L2 learners rarely receive formal training in pronunciation, a primary reason being that effective training must be customized to meet each learner’s individual needs. To address this problem, Dr. Ricardo Gutierrez-Osuna, professor in the Department of Computer Science and Engineering and director of the Perception Sensing and Instrumentation Lab at Texas A&M University, is working with linguists at Iowa State University to develop the technology to provide better pronunciation practice.

“Paraphrasing my colleague John Levis, pronunciation is viewed as the Cinderella of language learning, which typically emphasizes grammar and vocabulary, whereas pronunciation is expected to just happen,” Gutierrez said.

One of the primary difficulties with pronunciation is that it cannot be taught on a large scale, such as in a classroom of 300 students. Traditional classroom instruction cannot easily meet the needs of diverse learners because each individual has their own needs based on their first language.

Gutierrez and his collaborators are working to develop algorithms that synthesize a personalized “golden speaker” for each learner. The golden speaker will be his or her own voice, but without the non-native inflection usually present. The idea is that learners can more easily perceive differences between their actual and ideal pronunciations when hearing their own voice, thus improving their pronunciation.

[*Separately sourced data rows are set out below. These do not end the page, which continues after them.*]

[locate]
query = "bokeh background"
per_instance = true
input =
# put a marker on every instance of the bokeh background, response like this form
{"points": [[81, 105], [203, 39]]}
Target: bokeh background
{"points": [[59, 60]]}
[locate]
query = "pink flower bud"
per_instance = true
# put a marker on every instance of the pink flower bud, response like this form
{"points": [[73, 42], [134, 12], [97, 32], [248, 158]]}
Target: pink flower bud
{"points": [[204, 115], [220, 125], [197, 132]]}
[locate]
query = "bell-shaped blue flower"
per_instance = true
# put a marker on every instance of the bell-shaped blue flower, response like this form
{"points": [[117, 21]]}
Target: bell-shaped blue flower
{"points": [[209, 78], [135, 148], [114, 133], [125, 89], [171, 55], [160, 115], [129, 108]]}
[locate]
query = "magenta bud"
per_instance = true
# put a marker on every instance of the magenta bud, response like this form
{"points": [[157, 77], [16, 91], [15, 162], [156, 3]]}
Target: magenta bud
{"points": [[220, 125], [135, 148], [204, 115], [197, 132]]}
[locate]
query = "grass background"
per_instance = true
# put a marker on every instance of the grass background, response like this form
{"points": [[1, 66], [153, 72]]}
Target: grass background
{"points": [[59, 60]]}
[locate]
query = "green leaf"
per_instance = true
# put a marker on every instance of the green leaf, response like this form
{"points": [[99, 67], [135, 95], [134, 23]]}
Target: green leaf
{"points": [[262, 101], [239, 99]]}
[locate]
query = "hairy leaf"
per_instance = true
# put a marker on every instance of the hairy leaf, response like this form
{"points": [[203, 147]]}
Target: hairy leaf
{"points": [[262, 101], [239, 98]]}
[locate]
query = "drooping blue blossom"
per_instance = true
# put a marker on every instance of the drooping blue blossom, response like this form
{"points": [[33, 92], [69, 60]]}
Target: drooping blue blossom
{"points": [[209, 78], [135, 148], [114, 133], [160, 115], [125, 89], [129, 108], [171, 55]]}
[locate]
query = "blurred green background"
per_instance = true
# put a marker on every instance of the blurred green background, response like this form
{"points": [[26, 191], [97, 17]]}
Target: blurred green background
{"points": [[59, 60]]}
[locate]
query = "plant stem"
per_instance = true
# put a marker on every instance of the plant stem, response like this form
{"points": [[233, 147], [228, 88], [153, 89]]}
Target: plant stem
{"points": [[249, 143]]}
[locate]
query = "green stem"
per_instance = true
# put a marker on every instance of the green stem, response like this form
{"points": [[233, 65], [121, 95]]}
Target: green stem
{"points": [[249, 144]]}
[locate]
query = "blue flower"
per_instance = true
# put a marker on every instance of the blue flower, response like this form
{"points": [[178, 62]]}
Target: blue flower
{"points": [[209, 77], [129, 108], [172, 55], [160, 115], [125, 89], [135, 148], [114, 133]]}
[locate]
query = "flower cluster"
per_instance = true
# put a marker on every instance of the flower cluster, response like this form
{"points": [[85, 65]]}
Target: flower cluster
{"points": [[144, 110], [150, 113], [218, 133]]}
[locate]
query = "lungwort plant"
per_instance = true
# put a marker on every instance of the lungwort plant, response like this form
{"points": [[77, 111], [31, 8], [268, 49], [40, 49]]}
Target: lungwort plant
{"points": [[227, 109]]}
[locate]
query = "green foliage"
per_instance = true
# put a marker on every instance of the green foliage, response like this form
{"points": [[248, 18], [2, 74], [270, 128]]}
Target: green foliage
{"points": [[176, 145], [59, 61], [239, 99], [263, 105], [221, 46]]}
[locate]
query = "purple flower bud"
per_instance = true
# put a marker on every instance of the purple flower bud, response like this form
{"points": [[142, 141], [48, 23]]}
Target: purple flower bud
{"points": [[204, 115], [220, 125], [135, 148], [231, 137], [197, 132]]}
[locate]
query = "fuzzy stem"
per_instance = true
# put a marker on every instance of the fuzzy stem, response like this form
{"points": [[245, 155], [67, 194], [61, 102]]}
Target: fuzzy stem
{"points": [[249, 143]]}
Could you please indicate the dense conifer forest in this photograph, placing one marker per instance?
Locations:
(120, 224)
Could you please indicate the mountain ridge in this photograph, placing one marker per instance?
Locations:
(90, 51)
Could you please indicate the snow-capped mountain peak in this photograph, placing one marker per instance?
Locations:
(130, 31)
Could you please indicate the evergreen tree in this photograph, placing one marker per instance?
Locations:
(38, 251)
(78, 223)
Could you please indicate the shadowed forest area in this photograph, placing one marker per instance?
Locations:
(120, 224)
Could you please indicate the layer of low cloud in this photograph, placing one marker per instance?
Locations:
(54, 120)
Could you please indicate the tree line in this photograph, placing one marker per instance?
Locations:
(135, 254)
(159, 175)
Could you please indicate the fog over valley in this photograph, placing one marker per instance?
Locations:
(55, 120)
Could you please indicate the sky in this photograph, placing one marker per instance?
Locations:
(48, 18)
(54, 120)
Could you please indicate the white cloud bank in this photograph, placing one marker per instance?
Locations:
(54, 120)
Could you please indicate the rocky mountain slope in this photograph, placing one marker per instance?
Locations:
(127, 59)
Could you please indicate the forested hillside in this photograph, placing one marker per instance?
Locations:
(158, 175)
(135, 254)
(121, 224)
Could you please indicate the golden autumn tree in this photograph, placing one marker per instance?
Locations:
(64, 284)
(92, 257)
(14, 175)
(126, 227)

The National Science Foundation recently awarded Gutierrez and his team two grants to develop and evaluate golden speakers. The first grant, from the NSF Robust Intelligence program, will develop the underlying technology for golden speakers, the speech representations and speech processing algorithms to produce high-quality golden speaker voices.

Similar to RGB color coordinates, the teacher’s voice and the L2 learner’s voice each have their own weighted sum of base sounds that comprise their individual way of speaking. The golden speaker program will record the teacher’s and the learner’s voices while speaking a sentence or phrase. It will then assess the fragments and make the learner’s voice comparable to that of the teacher’s voice by recombining the base sounds.

The second grant, from the NSF Cyberlearning program, will create a web-based learning environment that allows L2 learners to build their golden speakers by selecting among different regional U.S. accents or voices that they identify themselves with, such as actors, world leaders, or inspirational figures. The investigators will use this learning environment to study how golden speakers facilitate pronunciation training.

“The goal is to create these engaging pronunciation exercises in a computer format so that students can practice on their own time, at their own pace, and in the comfort of their own home, with their alter ego: their own voices but with a native accent,” Gutierrez said.

To bring these projects to fruition, Gutierrez is collaborating with professors John Levis and Evgeny Chukharev-Hudilainen of the Applied Linguistics program at Iowa State University, and current Ph.D. students, Chris Liberatore and Guanlong Zhao. Former Ph.D. students, Dr. Daniel Felps and Dr. Sandesh Aryal also helped with this research.

These two projects have the potential to impact society in a significant way by enhancing communication in critical sectors such as higher education, technology and healthcare, which attract a large number of non-native speakers of English.